Jalapeño is an ASIC: a fixed-function chip optimized for a narrow workload. That makes it less flexible than an Nvidia GPU but allows the architecture to be tuned precisely for the memory movement, attention computation, and networking patterns that dominate OpenAI's inference systems. The practical implication, if early performance holds: lower cost-per-token for Codex and ChatGPT API calls, which would eventually flow through to pricing and rate limits.

OpenAI's own AI models assisted in the chip's development — a detail that underscores how deeply software and hardware teams have integrated. The chip reached tape-out in just nine months, which Broadcom CEO Hock Tan described as potentially the fastest ASIC development cycle ever achieved in high-performance semiconductors. The same models served to users are now helping improve the infrastructure used to run future models.

The Infrastructure Play Behind the Chip

Jalapeño is the first chip in a planned multi-generation compute platform. OpenAI and Broadcom are targeting gigawatt-scale data center deployments with Microsoft and other partners, beginning before the end of 2026 and expanding in subsequent years. Broadcom's Tomahawk networking silicon will interconnect Jalapeño-powered racks, and Celestica handles board, rack, and system production.

The strategic rationale is clear. Google has TPUs, Amazon has Trainium, and Microsoft has Azure Maia. OpenAI has been one of Nvidia's largest GPU customers, which creates a structural cost disadvantage as inference volume grows. Every inference task that Jalapeño handles more efficiently than a GPU improves OpenAI's unit economics — critical for a company still burning capital ahead of a planned IPO.

"By designing more of the stack ourselves, we can serve more intelligence with greater efficiency and keep pushing advanced AI toward broader access," said OpenAI President Greg Brockman.

What Developers Should Watch

For developers building on the OpenAI API today, Jalapeño changes nothing immediately. The chip is in engineering sample phase and initial deployment will focus on controlled internal workloads. OpenAI has not announced API pricing changes tied to the chip launch.

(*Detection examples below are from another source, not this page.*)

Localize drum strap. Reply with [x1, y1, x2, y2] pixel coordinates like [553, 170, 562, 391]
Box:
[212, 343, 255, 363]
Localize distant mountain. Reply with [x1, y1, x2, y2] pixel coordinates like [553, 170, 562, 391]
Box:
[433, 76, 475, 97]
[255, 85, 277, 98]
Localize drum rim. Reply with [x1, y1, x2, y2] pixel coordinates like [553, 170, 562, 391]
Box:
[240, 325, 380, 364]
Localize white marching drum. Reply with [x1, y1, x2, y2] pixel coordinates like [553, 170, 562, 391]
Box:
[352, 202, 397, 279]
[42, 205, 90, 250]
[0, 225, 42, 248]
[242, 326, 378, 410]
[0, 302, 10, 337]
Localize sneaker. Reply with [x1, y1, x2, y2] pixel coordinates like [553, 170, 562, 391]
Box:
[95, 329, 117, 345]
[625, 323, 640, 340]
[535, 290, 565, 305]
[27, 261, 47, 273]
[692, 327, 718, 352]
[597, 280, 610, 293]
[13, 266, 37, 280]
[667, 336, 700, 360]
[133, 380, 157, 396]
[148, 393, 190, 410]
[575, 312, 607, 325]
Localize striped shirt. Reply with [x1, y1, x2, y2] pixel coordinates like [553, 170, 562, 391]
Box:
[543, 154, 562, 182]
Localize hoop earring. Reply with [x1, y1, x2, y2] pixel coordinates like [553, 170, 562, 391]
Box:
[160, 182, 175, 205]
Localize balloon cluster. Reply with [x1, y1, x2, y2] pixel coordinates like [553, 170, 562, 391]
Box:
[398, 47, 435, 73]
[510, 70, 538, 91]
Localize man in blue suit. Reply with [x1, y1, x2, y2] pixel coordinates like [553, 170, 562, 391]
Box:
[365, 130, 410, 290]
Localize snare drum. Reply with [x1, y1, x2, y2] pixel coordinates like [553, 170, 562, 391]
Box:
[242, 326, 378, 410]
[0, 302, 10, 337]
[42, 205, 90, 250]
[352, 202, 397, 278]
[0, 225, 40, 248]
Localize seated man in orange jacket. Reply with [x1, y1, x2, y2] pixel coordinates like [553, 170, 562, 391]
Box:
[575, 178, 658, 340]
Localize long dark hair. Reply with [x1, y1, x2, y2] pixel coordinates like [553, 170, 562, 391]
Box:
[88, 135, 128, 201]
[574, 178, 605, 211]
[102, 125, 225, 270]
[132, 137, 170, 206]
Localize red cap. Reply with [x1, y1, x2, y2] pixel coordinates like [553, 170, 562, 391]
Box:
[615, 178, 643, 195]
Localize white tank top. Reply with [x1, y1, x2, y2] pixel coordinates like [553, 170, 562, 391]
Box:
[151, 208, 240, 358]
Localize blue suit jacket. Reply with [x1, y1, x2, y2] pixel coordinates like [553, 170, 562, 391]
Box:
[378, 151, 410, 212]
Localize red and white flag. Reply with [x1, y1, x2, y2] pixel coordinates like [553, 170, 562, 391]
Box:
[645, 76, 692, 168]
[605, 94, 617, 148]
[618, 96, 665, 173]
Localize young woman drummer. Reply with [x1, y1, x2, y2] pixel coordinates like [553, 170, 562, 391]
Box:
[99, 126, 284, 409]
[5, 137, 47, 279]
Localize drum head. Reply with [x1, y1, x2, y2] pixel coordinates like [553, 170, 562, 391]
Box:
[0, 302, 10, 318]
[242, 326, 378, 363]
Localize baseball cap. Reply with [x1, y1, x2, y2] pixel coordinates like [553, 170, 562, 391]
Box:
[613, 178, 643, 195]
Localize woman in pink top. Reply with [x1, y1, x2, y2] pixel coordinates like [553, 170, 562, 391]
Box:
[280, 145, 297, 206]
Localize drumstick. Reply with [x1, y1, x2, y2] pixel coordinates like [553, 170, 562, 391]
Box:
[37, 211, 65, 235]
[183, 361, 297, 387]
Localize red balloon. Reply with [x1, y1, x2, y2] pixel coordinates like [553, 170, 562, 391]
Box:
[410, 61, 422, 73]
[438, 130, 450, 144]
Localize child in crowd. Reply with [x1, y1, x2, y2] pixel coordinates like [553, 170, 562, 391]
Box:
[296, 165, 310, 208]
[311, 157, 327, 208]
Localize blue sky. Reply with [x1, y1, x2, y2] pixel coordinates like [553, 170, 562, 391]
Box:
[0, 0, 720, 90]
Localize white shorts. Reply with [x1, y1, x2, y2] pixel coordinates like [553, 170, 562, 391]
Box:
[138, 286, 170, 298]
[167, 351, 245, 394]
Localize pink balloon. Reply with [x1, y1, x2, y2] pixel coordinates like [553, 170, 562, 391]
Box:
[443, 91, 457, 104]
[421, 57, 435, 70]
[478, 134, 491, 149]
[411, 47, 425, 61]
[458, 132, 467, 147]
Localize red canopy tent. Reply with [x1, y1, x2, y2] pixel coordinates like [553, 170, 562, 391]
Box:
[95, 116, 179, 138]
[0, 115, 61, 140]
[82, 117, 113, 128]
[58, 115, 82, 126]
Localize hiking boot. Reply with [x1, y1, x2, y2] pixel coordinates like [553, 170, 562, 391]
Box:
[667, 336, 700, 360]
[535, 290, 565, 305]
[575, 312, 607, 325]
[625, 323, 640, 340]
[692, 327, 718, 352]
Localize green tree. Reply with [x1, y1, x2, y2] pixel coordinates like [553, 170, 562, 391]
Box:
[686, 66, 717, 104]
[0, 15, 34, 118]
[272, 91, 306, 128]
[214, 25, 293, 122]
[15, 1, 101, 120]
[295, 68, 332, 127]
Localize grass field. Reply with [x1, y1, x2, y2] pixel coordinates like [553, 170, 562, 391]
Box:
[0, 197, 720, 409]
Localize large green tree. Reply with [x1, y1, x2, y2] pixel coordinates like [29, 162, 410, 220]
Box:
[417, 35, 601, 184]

The longer-term signal matters more. If Jalapeño delivers on its performance-per-watt claims, the economics of running Codex agent tasks and GPT API calls improve structurally — potentially translating to lower API costs or higher rate limits over time. OpenAI also described Jalapeño as designed with flexibility to run "all LLMs guided by OpenAI's insights," which leaves open the possibility of third-party access to Jalapeño infrastructure in future generations, though that remains speculative.

What's Unconfirmed

OpenAI has shared no independent benchmark data for Jalapeño. Performance claims come from internal testing only; specific numbers on throughput, latency, and cost per token have not been disclosed. Tom's Hardware notes the die image does not reveal enough architectural detail to independently verify design claims. The end-of-2026 deployment target refers to initial deployment, not full production rollout, and whether first deployments will serve internal workloads only or customer-facing API traffic has not been specified.